Dopodiché, i componenti voteranno i presidenti di commissione che stabiliranno le date degli incontri e i relativi ordini del giorno, comunicandoli ai consiglieri con almeno 24 ore di anticipo. Da quel momento in poi, la commissione dovrebbe avere dieci giorni di tempo (in tema di bilancio i tempi si riducono della metà rispetto ad altri argomenti) per studiare ed esprimere il proprio parere. Nel frattempo, tra le 48 e le 24 ore (in caso d’urgenza) prima della seduta, l’intero Consiglio comunale deve ricevere gli atti che saranno messi al voto, per avere tempo e modo di prenderne visione. Com’è scontato, i tempi di questi ultimi due passaggi sono parzialmente sovrapponibili. Facciamo un po’ di conti, immaginando che la scadenza del SalvaCatania rimanga al 24 settembre. Il 26 agosto (domenica) i gruppi consiliari sono costituiti. Il giorno dopo, si tiene la seduta del Consiglio comunale sulle commissioni consiliari, che vengono costituite anche loro. Il 6 settembre la composizione viene formalizzata. Il 7 settembre i presidenti delle commissioni competenti sui temi di bilancio (di sicuro, la commissione Bilancio, la commissione Finanza e la commissione Partecipate) convocano, per il giorno successivo, la prima riunione sulla delibera di modifica del piano di riequilibrio.
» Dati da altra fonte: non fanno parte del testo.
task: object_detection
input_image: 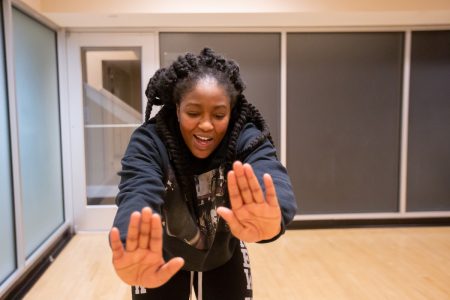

Siamo così, facendo tutto di corsa, all’8 settembre (sabato). Data a partire dalla quale dovrebbero decorrere i dieci giorni di tempo per esprimere parere – obbligatorio – sulle tematiche di Bilancio. Mettiamo che venga richiesto un parere d’urgenza, i giorni si dimezzano a cinque. Il 12 settembre le commissioni esprimono il proprio parere e, intanto, sempre con carattere d’urgenza, viene convocato il Consiglio comunale per il 13 settembre. Il tutto, ovviamente, tenendo conto solo della parte politica e lasciando da parte i tecnici: il collegio dei revisori dei conti – che da statuto dovrebbe controllare la gestione economico-finanziaria di Palazzo degli elefanti – dovrebbe ricevere la proposta in tema di bilancio almeno dieci giorni prima del voto (cioè entro il 3 settembre), per potere esprimere il proprio parere entro il giorno del voto stesso. Questa giunta e questo Consiglio, se le condizioni rimanessero immutate, avrebbe un margine di sicurezza di dieci giorni – lavorando anche il sabato e la domenica – per finalizzare il processo di modifica del piano. Tutto questo, ovviamente, se la delibera di rimodulazione del piano di rientro per accedere ai benefici del SalvaCatania è, oggi, pronta. O quantomeno in dirittura d’arrivo. Ma così non è. E, in passato, perché lo fosse ci sono voluti mesi.